Am Anfang ist das Wichtigste der eigene Atem

Was ist Vipassana Meditation?

Der Begriff „Vipassana“ kommt aus dem Buddhistischen und bedeutet übersetzt so viel wie „Einsicht“ oder „die Dinge so sehen, wie sie wirklich sind“. Es handelt sich hierbei um eine uralte Meditationsform Indiens – eine Art „Achtsamkeitsmeditation“.

Heutzutage gibt es weltweit verschiedene Organisationen, die Vipassana Meditation Kurse anbieten. Ich entschied mich im Februar 2018 für die Teilnahme an einem 10-Tage-Kurs in einer Einrichtung der Organisation Dhamma in Pune (ca. 150 km südöstlich von Mumbai). Dieses Meditationszentrum richtet sich nach der Vipassana Lehre des burmesischen Organisationsgründers S.N. Goenka.

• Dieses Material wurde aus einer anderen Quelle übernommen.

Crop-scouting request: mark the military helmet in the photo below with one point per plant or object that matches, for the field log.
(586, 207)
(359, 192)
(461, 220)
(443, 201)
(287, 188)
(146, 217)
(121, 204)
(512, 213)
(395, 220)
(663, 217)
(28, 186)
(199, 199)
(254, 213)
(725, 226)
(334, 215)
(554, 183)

vipassana Meditation Für Meditationen eignen sich solche ruhigen Orte in der Natur am besten, wie im Dhamma Meditationszentrum in Pune (Credit: Boyko Blagoev – Flickr)

Ablauf des 10-Tageskurs:

Während der 10 Tage halten sich alle an die Regel des „edlen Schweigens“. Es darf nicht mit den anderen Teilnehmern kommuniziert werden, egal in welcher Form: kein Sprechen, keine Gesten, kein Blickkontakt oder Lächeln, keine Berührung.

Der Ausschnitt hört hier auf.